Hasil drawing AFC Challenge League 2026 menempatkan Borneo FC Samarinda di Grup D. Pesut Etam akan bersaing dengan One Taguig FC dari Filipina, Tainan City FC dari Taiwan, serta pemenang babak kualifikasi antara Yangon United FC dari Myanmar dan Ezra FC dari Laos.

 

Konfederasi Sepak Bola Asia (AFC) menunjuk Borneo FC Samarinda sebagai tuan rumah Grup D. Seluruh pertandingan grup dijadwalkan berlangsung di Stadion Segiri, Samarinda, pada 18–24 Oktober 2026.

 

Menanggapi hasil undian tersebut, Pelatih Kepala Borneo FC Samarinda, Mauro Jeronimo, menekankan pentingnya fokus pada proses persiapan tim. Ia menilai tiga laga awal menjadi kunci dalam mengarungi kompetisi internasional.

 

"Menurut saya kita harus memainkan tiga pertandingan pertama. Terlepas dari lawannya, kita harus mempersiapkan diri dengan baik. Kami bermain di Samarinda, jadi kami harus bermain di depan para penggemar kami, dan kami sangat termotivasi untuk memainkan pertandingan internasional ini. Namun pada kenyataannya, saya tidak ingin mengomentari lawan-lawannya karena saya tidak mengenal mereka. Saya harus mempelajarinya terlebih dahulu untuk memberikan pendapat. Namun saya yakin dalam sepak bola tidak ada pertandingan yang mudah. Kita harus rendah hati, kita harus bekerja keras agar bisa tampil baik dalam pertandingan tersebut," tutut Mauro.

 

Jeronimo juga menyoroti keuntungan psikologis dan teknis dari status tuan rumah. Dukungan langsung dari suporter di Stadion Segiri diproyeksikan menjadi faktor penambah daya juang tim.

 

"Faktanya kita bermain di rumah. Kami berharap dapat bermain dengan 12 pemain. Jumlahnya 11, ditambah dengan jumlah penggemar. Dan saya pikir ini akan memberi kita kekuatan besar untuk permainan dan daya maksimum.
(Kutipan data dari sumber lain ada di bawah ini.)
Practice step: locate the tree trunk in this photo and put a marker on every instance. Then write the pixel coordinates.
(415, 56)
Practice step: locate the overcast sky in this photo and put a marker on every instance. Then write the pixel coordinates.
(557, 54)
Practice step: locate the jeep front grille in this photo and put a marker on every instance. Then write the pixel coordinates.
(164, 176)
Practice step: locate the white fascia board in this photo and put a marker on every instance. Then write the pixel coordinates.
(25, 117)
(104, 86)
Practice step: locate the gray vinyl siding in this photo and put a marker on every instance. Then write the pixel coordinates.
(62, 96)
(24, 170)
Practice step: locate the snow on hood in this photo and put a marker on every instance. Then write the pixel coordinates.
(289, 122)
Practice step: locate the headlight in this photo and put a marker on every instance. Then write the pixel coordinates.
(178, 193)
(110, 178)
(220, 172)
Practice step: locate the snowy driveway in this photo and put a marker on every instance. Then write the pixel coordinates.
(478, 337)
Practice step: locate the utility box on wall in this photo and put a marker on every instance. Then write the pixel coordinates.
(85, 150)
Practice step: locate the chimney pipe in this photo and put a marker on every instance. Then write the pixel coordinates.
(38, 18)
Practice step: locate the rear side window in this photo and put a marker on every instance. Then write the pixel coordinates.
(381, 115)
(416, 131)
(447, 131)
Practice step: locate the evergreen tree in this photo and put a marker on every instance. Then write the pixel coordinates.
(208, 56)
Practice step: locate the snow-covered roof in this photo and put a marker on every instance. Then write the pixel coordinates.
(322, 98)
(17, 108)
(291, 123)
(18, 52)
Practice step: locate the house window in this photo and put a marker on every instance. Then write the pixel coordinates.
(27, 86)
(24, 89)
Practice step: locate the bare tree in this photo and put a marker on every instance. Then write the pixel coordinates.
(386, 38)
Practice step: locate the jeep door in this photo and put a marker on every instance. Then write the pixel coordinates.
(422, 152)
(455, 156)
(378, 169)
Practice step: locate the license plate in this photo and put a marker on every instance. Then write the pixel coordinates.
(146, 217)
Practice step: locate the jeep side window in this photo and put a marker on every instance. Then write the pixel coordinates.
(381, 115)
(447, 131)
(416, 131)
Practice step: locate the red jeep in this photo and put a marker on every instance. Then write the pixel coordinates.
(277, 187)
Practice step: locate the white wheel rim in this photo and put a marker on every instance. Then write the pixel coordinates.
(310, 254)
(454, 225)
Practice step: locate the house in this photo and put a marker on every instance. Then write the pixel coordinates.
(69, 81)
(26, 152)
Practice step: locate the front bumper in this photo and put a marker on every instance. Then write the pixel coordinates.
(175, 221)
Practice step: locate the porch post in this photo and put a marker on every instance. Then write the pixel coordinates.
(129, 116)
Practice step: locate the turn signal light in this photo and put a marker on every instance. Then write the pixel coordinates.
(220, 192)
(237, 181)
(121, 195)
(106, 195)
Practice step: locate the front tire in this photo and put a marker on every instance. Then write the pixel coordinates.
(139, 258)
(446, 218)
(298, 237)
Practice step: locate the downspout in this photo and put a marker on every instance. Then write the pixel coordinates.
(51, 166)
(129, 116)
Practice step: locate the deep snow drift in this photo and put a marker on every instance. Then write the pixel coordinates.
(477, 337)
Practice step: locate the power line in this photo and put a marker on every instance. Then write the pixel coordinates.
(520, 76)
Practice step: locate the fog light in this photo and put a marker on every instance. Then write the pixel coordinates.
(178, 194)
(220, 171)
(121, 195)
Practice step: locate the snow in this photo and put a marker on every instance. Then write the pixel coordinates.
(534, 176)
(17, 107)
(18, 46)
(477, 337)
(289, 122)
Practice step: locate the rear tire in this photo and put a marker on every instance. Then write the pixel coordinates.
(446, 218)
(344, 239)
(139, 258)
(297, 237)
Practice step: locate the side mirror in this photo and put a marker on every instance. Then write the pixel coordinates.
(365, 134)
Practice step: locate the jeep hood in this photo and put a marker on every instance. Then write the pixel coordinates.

Dan bersama para penggemar kami, baik di saat-saat baik maupun buruk, seperti yang selalu saya katakan, kita akan selalu lebih kuat," jelasnya.

 

Dalam perspektif manajemen kompetisi, penunjukan Samarinda sebagai host group mencerminkan kepercayaan AFC terhadap infrastruktur dan animo sepak bola di Kalimantan Timur. Dengan format sentralisasi, Borneo FC memiliki peluang memaksimalkan adaptasi lingkungan, pemulihan, dan dukungan massa selama periode 18–24 Oktober 2026.

 

Meski demikian, Jeronimo mengingatkan bahwa tidak ada laga yang dapat dianggap mudah di level Asia. Pendekatan berbasis analisis terhadap One Taguig, Tainan City, dan calon lawan dari jalur kualifikasi disebut akan dilakukan sebelum menyusun strategi taktis.

 

Status tuan rumah Grup D sekaligus menjadi momentum bagi Borneo FC Samarinda untuk mengukuhkan representasi Indonesia di kancah AFC Challenge League, dengan harapan dapat melaju ke babak selanjutnya.